I enjoyed the Bee Farm’s multi-course meal menu, which includes:
- Garden Salad, which had fresh, edible flowers in it;
- Cab-cab (cassava chips) with a green tomato-and-pesto salsa;
- Honey-glazed Chicken;
- Grilled Fish;
- Baked Spare Ribs;
- homemade ice cream – I had ginger. It was lovely! Refreshing, with a bit of a kick.
And good news! They aren’t located in just Panglao anymore; they’ve branched out to other parts of Bohol. Minus the whole farm, there are Buzzz Cafes at Alona Beach, and at Tagbilaran City.
What To Do:
Loboc River Cruise
Not the best food, but it’s a pleasant lunchtime experience, coasting along the river. Of course, there is either a pseudo-Mariachi band, or a solo guitar crooner to serenade you while you eat. You’re are in rural Philippines, this is inevitable. If you are lucky, you’ll stop to visit an Aeta camp, who are people indigenous to the region. This, and the river sights, were the best parts about the cruise, at least for me.
The Chocolate Hills and The Tarsiers
Like the temples and pagodas of Bagan, Myanmar, the Chocolate Hills of Bohol are thousands (1,500 hills; and 2000 temples, respectively) of mounds, of land and stone, reaching up to the heavens.
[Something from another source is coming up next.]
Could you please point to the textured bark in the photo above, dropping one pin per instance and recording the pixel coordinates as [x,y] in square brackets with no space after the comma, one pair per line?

I don’t remember making any special arrangements to see the tarsiers, but we saw them on the way back to Panglao from the Chocolate Hills, on a roadside location.
Loon Mangrove Forest and Macaques Natural Habitat
I was thankful to have been able to spend some time at Loon. I was mostly at the then-new pier, but as soon as the galleon left, this was the most interesting, most accessible attraction there was at the time. The mangroves are well-preserve, and the macaques (indigenous monkeys) that inhabit the place, are protected. And ironically, I suppose this is why the area is open to tourists: their small donations help sustain this.